Looks like that new cove cutting blade of yours is treating you just fine. Beautiful boxes as always, Mike! Any tips for getting a perfect miter joint? I can't seem to ever get four perfect joints.

Reactions: Like 1


----------



## Mike1950 (May 18, 2014)

El Guapo said:


> Looks like that new cove cutting blade of yours is treating you just fine. Beautiful boxes as always, Mike! Any tips for getting a perfect miter joint? I can't seem to ever get four perfect joints.

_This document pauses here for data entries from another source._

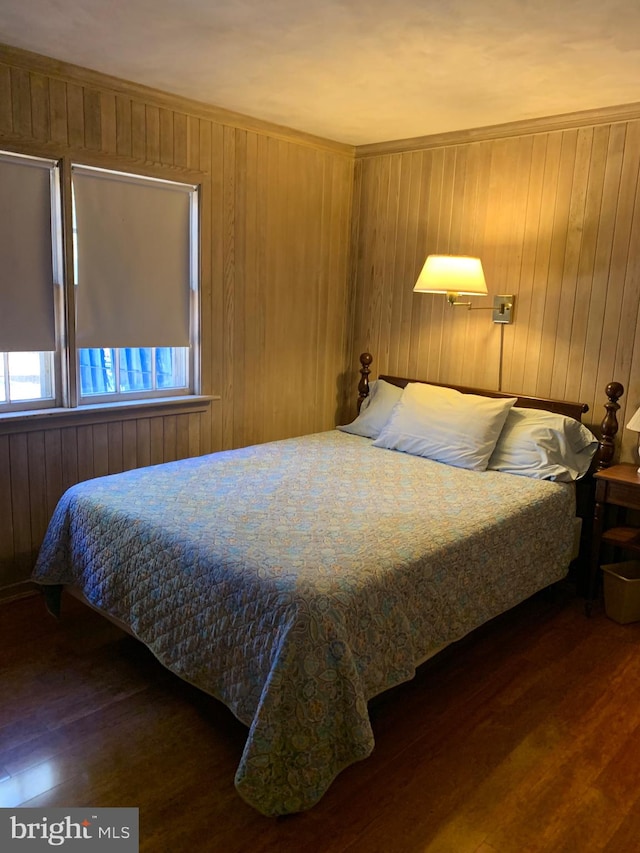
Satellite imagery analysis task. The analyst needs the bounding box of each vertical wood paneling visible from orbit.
[116,95,135,157]
[27,430,49,555]
[9,435,31,580]
[351,116,640,458]
[0,435,16,583]
[44,429,64,516]
[0,65,13,134]
[145,104,160,163]
[0,48,350,586]
[49,78,69,145]
[100,92,118,154]
[30,74,50,139]
[67,83,85,149]
[11,68,31,137]
[130,101,147,160]
[84,89,102,151]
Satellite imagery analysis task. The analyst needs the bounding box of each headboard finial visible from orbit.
[597,382,624,471]
[358,352,373,412]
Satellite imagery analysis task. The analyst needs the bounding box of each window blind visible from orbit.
[0,155,57,352]
[72,166,195,347]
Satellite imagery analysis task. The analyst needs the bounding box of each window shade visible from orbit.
[0,155,56,352]
[73,166,194,347]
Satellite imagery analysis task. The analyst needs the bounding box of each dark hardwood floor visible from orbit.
[0,590,640,853]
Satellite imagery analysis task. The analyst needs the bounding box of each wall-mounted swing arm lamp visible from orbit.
[413,255,514,323]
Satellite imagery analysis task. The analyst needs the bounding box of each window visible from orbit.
[0,153,199,414]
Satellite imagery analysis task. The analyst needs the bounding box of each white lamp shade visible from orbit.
[627,409,640,432]
[413,255,487,296]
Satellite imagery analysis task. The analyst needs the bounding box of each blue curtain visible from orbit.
[80,347,174,397]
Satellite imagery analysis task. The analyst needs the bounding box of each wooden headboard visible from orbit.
[358,352,624,469]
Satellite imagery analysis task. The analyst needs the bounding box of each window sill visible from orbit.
[0,394,220,435]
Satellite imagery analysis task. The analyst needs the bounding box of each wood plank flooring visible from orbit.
[0,589,640,853]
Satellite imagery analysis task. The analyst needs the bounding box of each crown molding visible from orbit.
[356,103,640,159]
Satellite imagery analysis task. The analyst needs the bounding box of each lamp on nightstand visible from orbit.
[627,409,640,474]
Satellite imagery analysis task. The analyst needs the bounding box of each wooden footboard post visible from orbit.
[358,352,373,413]
[597,382,624,471]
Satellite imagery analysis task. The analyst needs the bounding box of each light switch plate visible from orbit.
[492,294,515,323]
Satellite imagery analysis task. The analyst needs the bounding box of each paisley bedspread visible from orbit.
[33,431,574,815]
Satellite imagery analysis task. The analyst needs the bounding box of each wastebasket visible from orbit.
[601,560,640,625]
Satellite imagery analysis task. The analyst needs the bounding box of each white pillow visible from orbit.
[374,382,516,471]
[338,379,402,438]
[489,408,598,483]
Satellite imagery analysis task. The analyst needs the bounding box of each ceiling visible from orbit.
[0,0,640,145]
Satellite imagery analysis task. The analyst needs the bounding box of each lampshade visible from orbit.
[627,409,640,432]
[413,255,487,296]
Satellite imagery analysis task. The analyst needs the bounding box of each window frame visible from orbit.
[0,153,204,422]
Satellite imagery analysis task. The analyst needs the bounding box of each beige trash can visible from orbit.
[601,560,640,625]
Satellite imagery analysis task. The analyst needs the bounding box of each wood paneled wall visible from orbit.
[0,46,354,588]
[351,119,640,459]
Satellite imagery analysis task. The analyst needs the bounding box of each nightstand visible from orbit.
[586,464,640,615]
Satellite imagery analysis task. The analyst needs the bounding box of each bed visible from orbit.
[33,355,620,815]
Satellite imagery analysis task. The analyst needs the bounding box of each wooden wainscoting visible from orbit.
[0,402,215,587]
[0,45,355,586]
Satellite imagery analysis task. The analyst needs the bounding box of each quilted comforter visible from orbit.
[33,431,574,815]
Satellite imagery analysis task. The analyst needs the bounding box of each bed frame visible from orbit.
[358,352,624,470]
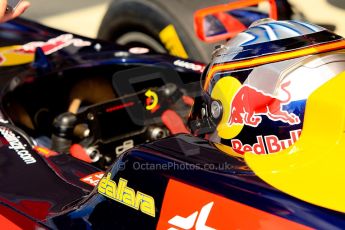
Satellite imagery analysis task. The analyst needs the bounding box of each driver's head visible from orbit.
[189,20,345,155]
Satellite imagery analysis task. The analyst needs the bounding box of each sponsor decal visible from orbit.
[128,47,150,54]
[98,173,156,217]
[0,34,91,66]
[145,89,158,111]
[0,127,36,165]
[159,24,188,58]
[34,146,58,158]
[228,81,301,127]
[80,172,104,187]
[174,59,205,72]
[157,179,310,230]
[231,129,301,154]
[168,202,215,230]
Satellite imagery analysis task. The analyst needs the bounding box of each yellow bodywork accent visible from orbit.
[159,24,188,58]
[245,72,345,212]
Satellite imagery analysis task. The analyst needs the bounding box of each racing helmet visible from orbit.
[188,19,345,156]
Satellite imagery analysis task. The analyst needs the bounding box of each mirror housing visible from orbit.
[194,0,278,42]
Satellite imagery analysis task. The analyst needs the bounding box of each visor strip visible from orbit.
[204,40,345,91]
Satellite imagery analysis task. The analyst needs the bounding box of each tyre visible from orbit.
[98,0,298,62]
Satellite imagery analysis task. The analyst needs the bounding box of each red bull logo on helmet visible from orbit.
[228,81,301,127]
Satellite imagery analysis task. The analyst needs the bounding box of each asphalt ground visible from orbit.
[23,0,345,38]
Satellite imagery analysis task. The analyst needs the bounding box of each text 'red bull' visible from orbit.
[231,129,301,154]
[228,82,301,127]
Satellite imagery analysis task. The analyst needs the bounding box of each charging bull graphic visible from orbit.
[0,34,91,66]
[228,81,301,127]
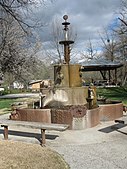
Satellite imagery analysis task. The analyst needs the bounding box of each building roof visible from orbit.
[80,58,123,71]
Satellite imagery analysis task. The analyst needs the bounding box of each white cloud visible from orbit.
[34,0,121,57]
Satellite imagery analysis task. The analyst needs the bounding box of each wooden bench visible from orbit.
[0,120,69,146]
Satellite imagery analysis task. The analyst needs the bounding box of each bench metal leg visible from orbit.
[3,126,8,140]
[41,129,46,146]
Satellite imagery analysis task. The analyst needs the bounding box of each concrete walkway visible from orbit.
[0,114,127,169]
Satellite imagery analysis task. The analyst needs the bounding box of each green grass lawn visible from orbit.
[97,87,127,105]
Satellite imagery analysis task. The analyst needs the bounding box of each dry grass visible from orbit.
[0,141,69,169]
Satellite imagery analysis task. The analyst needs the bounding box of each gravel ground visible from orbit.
[50,122,127,169]
[0,115,127,169]
[0,141,69,169]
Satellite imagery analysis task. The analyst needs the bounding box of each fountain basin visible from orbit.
[99,101,123,121]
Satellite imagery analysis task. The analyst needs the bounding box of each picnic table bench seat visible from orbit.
[0,120,69,146]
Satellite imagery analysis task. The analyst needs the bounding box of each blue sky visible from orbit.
[35,0,121,60]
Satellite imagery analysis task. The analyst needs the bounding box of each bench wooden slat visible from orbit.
[0,120,69,131]
[0,120,69,146]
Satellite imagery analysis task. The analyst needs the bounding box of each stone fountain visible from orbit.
[10,15,121,130]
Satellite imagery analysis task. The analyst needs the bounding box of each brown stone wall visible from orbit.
[99,103,123,121]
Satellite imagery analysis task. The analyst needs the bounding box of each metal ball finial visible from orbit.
[63,15,68,21]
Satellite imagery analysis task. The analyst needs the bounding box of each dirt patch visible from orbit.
[0,141,69,169]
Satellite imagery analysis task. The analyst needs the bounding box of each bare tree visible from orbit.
[0,0,52,86]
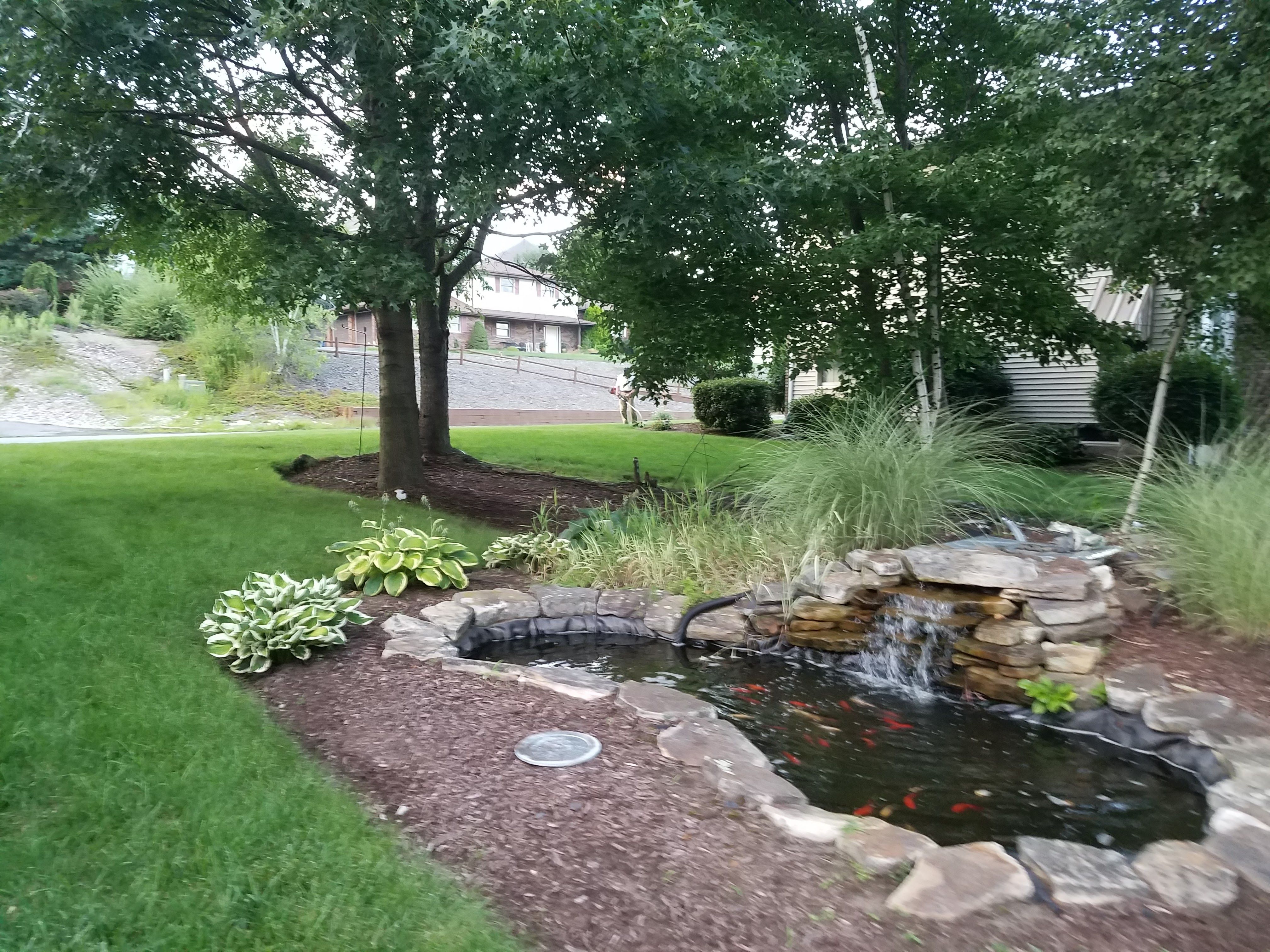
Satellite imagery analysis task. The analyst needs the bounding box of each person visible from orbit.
[608,367,639,427]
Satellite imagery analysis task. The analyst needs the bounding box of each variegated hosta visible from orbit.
[198,572,371,674]
[326,519,476,597]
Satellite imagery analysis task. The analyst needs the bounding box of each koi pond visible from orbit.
[472,633,1206,849]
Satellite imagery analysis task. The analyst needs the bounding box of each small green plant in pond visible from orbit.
[326,515,476,598]
[199,572,371,674]
[1019,677,1076,713]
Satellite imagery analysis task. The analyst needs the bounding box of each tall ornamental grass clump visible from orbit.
[1142,434,1270,641]
[748,395,1022,555]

Again i think it is patience. Before you commit to your good wood test and fit. adjust your cut until perfect. make sure you clean off deck of miter saw before each cut- sawdust from previous cut can affect angle. Once you get saw set, do all miters in one session. when I am doing sides of these boxes, I start gluing as they get cut-I do not like to have them setting around too long before I glue-it is wood and it moves. Also make sure all stock is same size. a wrong sized board will screw you up big time.

Reactions: Useful 1


----------



## El Guapo (May 18, 2014)

I always plane to the same thickness (I never assume that milled lumber is going to be true all the way through). That is a great point about gluing up right away though... I don't always do that, and I'm sure the wood is moving some on me when I wait. My second favorite thing about WB is the advice/experience/knowledge sharing of others. A miter joint is such a simple concept, but a beautiful joint is deceptively difficult to achieve!

Reactions: Agree 1


----------



## Blueglass (May 18, 2014)

Mike, I'm curious do the tops of your boxes set on or are there hinges. Not sure why but mine just set on most of the time. I think I've only done one hinged. I have got to get to NC so I can get my favorite one and take pics of it.

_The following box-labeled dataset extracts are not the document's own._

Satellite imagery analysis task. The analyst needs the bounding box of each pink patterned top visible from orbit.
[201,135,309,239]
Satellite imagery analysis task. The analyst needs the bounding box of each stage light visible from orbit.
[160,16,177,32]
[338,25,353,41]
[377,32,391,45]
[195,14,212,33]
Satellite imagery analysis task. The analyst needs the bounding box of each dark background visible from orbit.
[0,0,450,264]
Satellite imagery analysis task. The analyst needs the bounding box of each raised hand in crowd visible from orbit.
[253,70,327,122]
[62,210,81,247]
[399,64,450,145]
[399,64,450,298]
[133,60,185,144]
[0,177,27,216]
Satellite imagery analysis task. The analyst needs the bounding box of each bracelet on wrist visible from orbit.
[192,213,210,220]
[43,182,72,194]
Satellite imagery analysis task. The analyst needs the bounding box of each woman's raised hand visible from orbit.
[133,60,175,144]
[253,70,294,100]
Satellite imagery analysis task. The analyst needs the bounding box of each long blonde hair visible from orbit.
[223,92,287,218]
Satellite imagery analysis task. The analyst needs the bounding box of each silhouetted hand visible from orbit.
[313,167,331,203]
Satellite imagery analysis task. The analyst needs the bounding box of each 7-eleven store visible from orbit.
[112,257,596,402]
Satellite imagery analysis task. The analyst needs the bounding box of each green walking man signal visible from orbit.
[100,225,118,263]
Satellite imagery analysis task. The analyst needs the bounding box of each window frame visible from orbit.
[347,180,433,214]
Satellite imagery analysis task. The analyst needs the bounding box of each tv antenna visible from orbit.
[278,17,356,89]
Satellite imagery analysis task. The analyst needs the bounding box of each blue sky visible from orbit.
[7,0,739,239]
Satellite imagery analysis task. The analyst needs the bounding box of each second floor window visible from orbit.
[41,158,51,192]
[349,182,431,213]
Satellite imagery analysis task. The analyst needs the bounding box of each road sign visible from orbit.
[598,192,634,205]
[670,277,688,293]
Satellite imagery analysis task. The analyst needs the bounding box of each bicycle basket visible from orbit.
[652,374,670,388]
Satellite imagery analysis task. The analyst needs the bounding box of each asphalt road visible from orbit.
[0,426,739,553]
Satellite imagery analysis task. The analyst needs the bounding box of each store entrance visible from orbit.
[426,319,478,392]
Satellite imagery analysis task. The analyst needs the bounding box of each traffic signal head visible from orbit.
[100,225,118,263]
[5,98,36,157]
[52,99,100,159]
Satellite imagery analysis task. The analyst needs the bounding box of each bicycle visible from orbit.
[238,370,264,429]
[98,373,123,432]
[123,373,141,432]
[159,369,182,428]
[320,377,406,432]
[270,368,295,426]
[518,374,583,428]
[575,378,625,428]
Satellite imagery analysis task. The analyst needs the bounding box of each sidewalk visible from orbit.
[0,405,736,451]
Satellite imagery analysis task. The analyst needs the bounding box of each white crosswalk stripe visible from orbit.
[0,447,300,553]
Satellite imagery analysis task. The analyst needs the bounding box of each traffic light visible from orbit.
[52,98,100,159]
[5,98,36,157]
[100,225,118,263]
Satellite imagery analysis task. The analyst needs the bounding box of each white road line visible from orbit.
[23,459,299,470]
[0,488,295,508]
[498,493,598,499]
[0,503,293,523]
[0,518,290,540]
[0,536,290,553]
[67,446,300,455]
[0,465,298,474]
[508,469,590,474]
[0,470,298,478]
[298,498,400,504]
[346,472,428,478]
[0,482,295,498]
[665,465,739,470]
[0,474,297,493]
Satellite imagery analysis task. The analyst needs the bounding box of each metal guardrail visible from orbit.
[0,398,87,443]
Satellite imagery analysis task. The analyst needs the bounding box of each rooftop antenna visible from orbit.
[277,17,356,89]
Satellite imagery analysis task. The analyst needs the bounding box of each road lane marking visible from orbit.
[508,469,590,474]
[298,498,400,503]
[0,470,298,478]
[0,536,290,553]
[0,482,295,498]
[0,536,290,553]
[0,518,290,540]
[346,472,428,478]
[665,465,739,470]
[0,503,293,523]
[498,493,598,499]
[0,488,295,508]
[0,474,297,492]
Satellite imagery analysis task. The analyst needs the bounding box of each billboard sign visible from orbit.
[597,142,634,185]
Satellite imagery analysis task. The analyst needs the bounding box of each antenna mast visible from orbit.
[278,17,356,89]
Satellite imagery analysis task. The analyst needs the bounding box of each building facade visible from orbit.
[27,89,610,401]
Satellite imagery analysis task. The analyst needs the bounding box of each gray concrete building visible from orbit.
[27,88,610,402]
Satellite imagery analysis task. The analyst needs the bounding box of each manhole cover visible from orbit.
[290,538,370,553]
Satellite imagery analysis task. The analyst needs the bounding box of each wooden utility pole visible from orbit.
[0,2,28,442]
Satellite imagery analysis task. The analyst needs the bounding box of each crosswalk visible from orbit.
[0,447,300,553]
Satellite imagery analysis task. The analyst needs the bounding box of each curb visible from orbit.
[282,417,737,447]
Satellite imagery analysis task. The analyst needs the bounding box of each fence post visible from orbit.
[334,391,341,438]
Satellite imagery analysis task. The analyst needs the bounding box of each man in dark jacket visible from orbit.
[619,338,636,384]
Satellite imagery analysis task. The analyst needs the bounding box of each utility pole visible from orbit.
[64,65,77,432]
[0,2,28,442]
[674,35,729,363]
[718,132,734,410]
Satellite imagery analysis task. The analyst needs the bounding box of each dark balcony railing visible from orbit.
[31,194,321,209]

No advice, I like making them but I'm no expert. Hard to follow Mike's simple, effective advice.

Reactions: Agree 1


----------



## Mike1950 (May 18, 2014)

Blueglass said:


> Mike, I'm curious do the tops of your boxes set on or are there hinges. Not sure why but mine just set on most of the time. I think I've only done one hinged. I have got to get to NC so I can get my favorite one and take pics of it.
> 
> No advice, I like making them but I'm no expert. Hard to follow Mike's simple, effective advice.

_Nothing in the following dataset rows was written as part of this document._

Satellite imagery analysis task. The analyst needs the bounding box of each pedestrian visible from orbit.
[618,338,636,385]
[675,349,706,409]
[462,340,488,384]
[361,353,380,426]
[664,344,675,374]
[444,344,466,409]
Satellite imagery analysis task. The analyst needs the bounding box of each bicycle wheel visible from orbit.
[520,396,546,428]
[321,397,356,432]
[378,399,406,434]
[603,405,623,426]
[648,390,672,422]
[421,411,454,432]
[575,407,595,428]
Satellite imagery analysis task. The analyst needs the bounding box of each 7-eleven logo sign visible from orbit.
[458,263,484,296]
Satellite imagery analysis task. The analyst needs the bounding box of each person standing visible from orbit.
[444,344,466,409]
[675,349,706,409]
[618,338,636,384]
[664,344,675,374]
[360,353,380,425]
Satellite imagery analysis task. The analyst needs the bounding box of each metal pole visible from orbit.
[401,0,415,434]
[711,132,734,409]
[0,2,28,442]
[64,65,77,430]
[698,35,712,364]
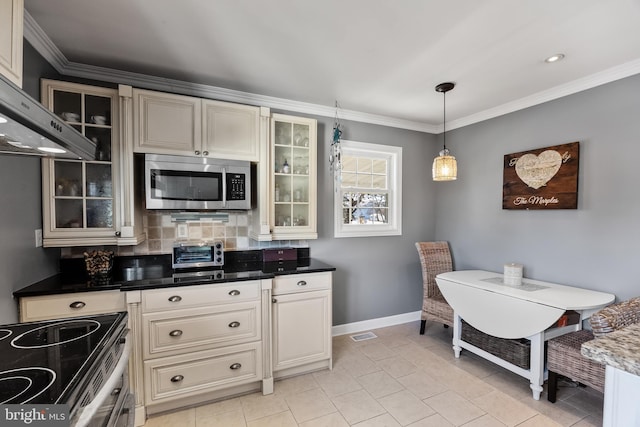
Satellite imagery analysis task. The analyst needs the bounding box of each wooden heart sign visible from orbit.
[516,150,562,190]
[502,142,580,209]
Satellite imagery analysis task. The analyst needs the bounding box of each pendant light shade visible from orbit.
[432,83,458,181]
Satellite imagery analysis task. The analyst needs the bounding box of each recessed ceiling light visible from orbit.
[544,53,564,64]
[38,147,66,153]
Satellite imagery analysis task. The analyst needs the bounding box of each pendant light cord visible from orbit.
[442,92,447,151]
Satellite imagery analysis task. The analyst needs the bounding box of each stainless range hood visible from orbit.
[0,75,96,160]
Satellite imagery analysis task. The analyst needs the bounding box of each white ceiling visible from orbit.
[25,0,640,131]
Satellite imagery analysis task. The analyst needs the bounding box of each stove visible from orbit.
[0,312,127,426]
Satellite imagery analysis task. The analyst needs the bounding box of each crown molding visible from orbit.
[24,10,640,134]
[24,10,437,133]
[438,59,640,132]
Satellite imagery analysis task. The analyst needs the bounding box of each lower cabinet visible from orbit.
[20,290,127,322]
[272,272,332,378]
[126,279,273,425]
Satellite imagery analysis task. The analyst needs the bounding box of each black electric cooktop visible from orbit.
[0,312,127,406]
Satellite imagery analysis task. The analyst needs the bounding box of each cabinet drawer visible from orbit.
[144,342,262,405]
[142,280,261,313]
[273,272,331,295]
[20,291,127,322]
[142,301,261,359]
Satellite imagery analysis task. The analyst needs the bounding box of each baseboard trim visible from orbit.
[331,311,422,337]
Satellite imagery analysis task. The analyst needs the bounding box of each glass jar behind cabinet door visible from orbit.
[41,79,118,246]
[271,114,317,240]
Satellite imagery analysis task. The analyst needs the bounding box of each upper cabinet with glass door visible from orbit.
[41,80,118,246]
[271,114,318,240]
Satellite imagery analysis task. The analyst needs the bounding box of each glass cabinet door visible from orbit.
[42,80,118,242]
[272,114,316,239]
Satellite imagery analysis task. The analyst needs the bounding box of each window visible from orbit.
[334,140,402,237]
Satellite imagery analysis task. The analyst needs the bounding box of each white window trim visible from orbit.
[333,140,402,238]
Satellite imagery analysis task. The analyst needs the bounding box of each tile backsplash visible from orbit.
[61,211,309,258]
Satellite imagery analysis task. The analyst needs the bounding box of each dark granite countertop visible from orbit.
[13,255,335,298]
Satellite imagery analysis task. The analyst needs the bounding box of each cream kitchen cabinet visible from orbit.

This style is hinged. My tea boxes just set on and the call box is a slide. I use a very cheap easy self mortise hinge on these. But the next time i do this style it will be a different style hinged lid- pins.
Everyone that builds boxes should be posting their boxes. I learn from everyone I look at. Even those wood wastin  turned boxes. 

i really only build boxes- just some of them are called dressers...........

Reactions: Like 2


----------



## ripjack13 (May 19, 2014)

Great info and tips Mike!

Reactions: Thank You! 1 | Agree 1


----------



## Kevin (May 25, 2014)

I'll just offer one tip, but I think it covers at least another 4 or more. Make a crosscut jig for your table saw. Making the jig will in itself hone your skills a great deal and help you take a leap forward in accuracy by the time you're done. Last week I decided to replace my worn-out crosscut jig with a super sled that will replace both my crosscut and miter jigs in one jig. I am using the Eagle lake sled as my rough guide. I have the crosscut sled portion built and am piecing together the parts for the miter accessories. My sled is quite a bit smaller than this one. Here's a video of how to add the miter cutting feature to the sled.

Reactions: Like 1 | Great Post 1 | Useful 1


----------